Unfortuntately Kate can’t relive her past she has already lived it but she is warning Alex not to go out to find her which in turn leads him not to die. So everything that happened to Kate can’t be undid but something that is going to happen to Alex can be at least thats how I see it.

12Oaks's avatar

Yep, that’s the big question about time travel. The very thing you go back in time to stop never happens, so then in the future there is no reason to go back in time to stop it, so it happens, causing you to go back in time…..

I always thought that was the secret to mortality, getting trapped in a time travel loop, and loophole, like that.

PS. A touch off topic, so I hope this doesn’t get moderated away, but yet another movie on my seemingly long list of movies I have never heard of.

tedd's avatar

Time travel is very paradoxical, and honestly no one can answer the questions because we have no real way of proving it.
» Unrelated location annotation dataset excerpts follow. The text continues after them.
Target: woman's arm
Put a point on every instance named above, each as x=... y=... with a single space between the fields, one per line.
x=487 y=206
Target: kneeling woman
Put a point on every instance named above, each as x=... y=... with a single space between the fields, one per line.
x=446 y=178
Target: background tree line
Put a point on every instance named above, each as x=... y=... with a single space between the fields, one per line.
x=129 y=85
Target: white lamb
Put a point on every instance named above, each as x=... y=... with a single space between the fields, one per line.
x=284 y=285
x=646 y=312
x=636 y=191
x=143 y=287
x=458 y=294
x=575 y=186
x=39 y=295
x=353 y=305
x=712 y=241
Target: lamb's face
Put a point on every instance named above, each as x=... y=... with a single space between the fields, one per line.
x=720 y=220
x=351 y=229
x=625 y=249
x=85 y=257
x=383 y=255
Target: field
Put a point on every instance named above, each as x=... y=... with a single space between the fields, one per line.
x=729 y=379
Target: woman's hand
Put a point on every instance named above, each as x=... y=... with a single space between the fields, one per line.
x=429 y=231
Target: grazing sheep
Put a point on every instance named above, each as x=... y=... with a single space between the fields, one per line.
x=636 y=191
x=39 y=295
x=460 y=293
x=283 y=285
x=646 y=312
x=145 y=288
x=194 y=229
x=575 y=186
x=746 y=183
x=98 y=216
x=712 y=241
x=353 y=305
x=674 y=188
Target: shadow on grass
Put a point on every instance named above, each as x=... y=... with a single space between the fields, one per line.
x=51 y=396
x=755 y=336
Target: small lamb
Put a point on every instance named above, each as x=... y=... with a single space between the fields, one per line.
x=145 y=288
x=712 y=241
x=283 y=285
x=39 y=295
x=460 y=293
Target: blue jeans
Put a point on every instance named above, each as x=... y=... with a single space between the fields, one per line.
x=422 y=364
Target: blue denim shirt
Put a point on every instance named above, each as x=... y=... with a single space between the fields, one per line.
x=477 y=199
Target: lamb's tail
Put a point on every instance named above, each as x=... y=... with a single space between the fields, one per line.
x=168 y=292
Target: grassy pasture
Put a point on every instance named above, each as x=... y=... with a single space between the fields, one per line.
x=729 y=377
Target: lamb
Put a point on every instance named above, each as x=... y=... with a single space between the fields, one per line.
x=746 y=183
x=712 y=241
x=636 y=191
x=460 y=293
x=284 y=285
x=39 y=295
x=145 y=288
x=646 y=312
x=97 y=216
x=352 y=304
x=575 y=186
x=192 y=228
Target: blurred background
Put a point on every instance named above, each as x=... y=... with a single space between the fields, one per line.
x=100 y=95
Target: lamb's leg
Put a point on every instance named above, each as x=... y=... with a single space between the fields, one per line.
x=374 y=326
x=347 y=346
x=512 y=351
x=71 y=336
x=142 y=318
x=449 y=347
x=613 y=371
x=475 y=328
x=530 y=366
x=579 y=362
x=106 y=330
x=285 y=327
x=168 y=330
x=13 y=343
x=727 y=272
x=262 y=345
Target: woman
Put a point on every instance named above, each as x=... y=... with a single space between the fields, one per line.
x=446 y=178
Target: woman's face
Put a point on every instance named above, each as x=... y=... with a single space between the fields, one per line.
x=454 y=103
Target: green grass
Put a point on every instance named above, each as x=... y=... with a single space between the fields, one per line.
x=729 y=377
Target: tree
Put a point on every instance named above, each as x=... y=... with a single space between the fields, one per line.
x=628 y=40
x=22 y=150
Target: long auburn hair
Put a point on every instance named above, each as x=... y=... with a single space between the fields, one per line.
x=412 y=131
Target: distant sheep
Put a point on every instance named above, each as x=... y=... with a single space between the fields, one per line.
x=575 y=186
One thing I’d heard was to think of people and time as separate things. We travel on time much like a road… if you went back in time and changed the future to the point where say your parents no longer exist, you would still exist because you exist independently of the road you’re on.
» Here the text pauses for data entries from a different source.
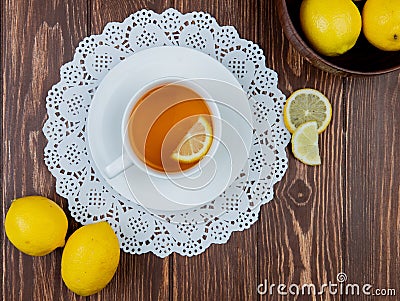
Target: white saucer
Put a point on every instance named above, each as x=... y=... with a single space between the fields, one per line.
x=114 y=93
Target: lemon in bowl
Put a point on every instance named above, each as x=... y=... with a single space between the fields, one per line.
x=332 y=27
x=381 y=24
x=36 y=225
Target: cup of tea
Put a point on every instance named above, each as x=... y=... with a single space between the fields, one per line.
x=168 y=127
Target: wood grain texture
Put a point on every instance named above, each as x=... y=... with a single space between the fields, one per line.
x=341 y=216
x=39 y=36
x=300 y=231
x=372 y=206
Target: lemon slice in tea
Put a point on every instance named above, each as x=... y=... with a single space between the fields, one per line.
x=305 y=143
x=195 y=144
x=307 y=105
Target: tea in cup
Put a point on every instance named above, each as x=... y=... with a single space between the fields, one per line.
x=168 y=127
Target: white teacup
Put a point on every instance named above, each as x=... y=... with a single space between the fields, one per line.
x=128 y=156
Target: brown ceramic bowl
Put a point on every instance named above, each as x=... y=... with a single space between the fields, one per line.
x=362 y=59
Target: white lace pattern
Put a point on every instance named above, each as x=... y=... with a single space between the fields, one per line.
x=89 y=196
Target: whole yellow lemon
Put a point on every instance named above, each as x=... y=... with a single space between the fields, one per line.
x=381 y=23
x=331 y=26
x=36 y=225
x=90 y=258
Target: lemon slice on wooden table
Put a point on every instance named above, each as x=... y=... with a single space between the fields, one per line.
x=307 y=105
x=305 y=143
x=195 y=144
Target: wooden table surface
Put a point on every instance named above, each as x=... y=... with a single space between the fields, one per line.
x=343 y=216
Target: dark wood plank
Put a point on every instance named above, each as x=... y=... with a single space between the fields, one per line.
x=144 y=277
x=372 y=209
x=300 y=230
x=38 y=36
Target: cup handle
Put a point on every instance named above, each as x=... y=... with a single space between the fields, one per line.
x=117 y=166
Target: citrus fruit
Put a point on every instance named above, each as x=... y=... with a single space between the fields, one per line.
x=36 y=225
x=90 y=258
x=196 y=143
x=331 y=27
x=307 y=105
x=381 y=23
x=305 y=143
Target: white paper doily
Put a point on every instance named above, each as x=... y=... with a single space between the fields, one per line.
x=91 y=199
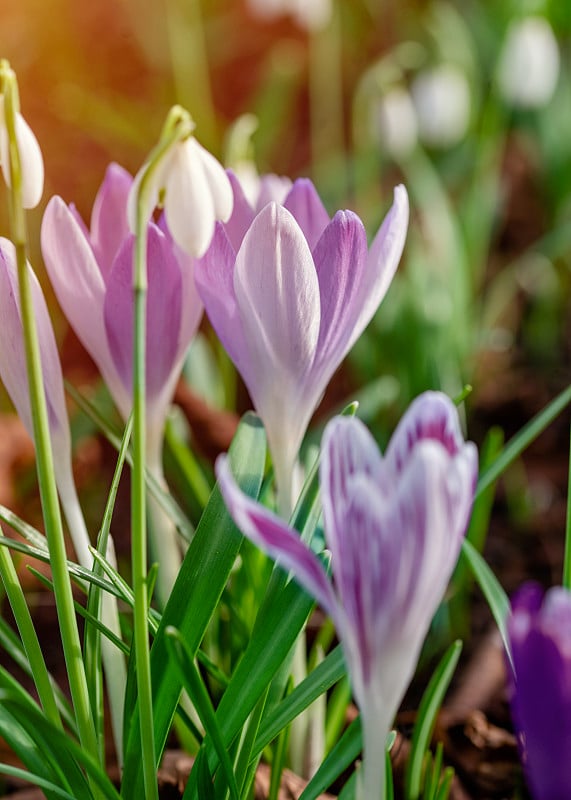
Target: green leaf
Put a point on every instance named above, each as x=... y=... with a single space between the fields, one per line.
x=323 y=677
x=195 y=595
x=523 y=439
x=339 y=759
x=496 y=598
x=192 y=682
x=431 y=702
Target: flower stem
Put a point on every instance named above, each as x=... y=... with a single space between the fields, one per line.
x=44 y=458
x=177 y=125
x=566 y=580
x=138 y=507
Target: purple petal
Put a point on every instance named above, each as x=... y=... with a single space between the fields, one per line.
x=394 y=541
x=273 y=188
x=164 y=298
x=109 y=224
x=340 y=257
x=76 y=278
x=242 y=214
x=271 y=534
x=432 y=415
x=384 y=257
x=541 y=704
x=278 y=298
x=306 y=206
x=214 y=277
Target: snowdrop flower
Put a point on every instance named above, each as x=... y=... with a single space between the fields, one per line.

But don’t think on it too much, you’ll get a headache.

janbb's avatar

Time travel can be done convincingly or it can be really dumb. The Lake House was one of the examples where it was poorly done and didn’t make sense. Not worth a headache over.

CaptainHarley's avatar

The latest theory of which I am aware that deals with this issue states that everytime a decision is made about anything, two separate universes branch off from the decision. So perhaps there are two universes which branch off from Kate’s decision to warn Alex to wait another two years to find her: one branch in which Alex decides to follow her advice, and another branch in which Alex decides to NOT follow her advice. [ holds spinning head in hands, crying “Ow! Ow! Ow!”

SpatzieLover's avatar

@janbb agreed on every point…what a waste o’ my time

jerv's avatar

Some forces are stronger than science. Basically, “reality” is determined solely by what would make for a good story.
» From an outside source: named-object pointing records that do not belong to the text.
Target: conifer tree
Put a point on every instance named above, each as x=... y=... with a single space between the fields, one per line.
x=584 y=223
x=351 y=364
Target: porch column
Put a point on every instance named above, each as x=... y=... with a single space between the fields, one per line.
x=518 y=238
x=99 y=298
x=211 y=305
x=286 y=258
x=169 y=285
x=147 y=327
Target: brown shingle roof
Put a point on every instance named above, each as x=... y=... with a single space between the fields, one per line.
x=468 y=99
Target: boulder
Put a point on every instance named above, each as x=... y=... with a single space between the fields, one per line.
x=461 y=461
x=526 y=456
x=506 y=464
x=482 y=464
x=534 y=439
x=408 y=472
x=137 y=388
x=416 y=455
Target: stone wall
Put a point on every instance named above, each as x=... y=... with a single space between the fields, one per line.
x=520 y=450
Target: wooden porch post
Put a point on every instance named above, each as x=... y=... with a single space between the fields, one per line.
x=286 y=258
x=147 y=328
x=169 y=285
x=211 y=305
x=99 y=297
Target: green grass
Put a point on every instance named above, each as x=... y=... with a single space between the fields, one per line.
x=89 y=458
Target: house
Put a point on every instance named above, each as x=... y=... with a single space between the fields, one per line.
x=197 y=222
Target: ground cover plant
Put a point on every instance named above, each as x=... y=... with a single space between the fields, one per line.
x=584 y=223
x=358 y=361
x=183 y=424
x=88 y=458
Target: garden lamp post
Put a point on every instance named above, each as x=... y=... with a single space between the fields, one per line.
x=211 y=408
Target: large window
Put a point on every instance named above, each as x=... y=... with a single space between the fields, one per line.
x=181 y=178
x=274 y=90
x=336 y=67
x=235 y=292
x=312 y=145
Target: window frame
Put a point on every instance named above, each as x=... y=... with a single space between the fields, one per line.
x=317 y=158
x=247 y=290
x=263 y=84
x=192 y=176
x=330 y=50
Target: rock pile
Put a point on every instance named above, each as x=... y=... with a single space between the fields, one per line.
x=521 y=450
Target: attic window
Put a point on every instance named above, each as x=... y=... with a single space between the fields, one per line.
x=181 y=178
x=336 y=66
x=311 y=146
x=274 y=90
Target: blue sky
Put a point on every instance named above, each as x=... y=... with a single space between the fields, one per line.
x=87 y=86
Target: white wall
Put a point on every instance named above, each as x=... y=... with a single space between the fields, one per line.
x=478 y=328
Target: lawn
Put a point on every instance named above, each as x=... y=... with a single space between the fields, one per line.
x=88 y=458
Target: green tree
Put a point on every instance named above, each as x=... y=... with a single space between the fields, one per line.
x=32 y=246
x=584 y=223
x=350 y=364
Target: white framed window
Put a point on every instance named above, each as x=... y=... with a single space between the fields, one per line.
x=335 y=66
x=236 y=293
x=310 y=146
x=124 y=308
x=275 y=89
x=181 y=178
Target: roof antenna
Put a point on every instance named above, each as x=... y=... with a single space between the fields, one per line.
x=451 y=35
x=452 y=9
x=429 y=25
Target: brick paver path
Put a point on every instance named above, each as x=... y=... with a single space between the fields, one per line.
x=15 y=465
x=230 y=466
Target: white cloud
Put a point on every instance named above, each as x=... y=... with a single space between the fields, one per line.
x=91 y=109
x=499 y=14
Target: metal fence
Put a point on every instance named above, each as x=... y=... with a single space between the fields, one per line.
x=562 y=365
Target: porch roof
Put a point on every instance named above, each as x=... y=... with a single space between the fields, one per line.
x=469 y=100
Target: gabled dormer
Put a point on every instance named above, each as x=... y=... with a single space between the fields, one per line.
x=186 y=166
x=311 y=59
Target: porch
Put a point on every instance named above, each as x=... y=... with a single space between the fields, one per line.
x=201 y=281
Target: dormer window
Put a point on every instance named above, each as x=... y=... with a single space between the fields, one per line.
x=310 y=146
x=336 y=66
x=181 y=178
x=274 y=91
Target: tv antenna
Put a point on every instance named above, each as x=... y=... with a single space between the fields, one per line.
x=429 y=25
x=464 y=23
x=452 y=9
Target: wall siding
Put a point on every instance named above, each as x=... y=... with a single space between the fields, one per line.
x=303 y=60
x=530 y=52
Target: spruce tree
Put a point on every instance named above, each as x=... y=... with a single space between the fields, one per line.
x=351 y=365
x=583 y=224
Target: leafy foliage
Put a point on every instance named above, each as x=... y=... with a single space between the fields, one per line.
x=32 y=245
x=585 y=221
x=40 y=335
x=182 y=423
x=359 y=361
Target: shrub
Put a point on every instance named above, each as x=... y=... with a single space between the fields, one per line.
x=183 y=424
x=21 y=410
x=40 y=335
Take Terminator. They send someone back in time to kill the mother of their enemy, thus they have no enemy and therefore no reason to send anyone back in time to change things, so things don’t get changed….

The way I see it, what really happens is that all of the time-fuckery that can be done already has been done and the reality we live in is the net sum of all of the tampering. Sure, that would take all the fun out of Doctor Who, but it seems to me that that is the only way time travel could even exist in the first place.

talljasperman's avatar

It makes sense if you belive in 11 dimensions of space-time:... Also you could think of time loops as a looped string and you pull on it eventually the string will straighten out… Like evolution of time.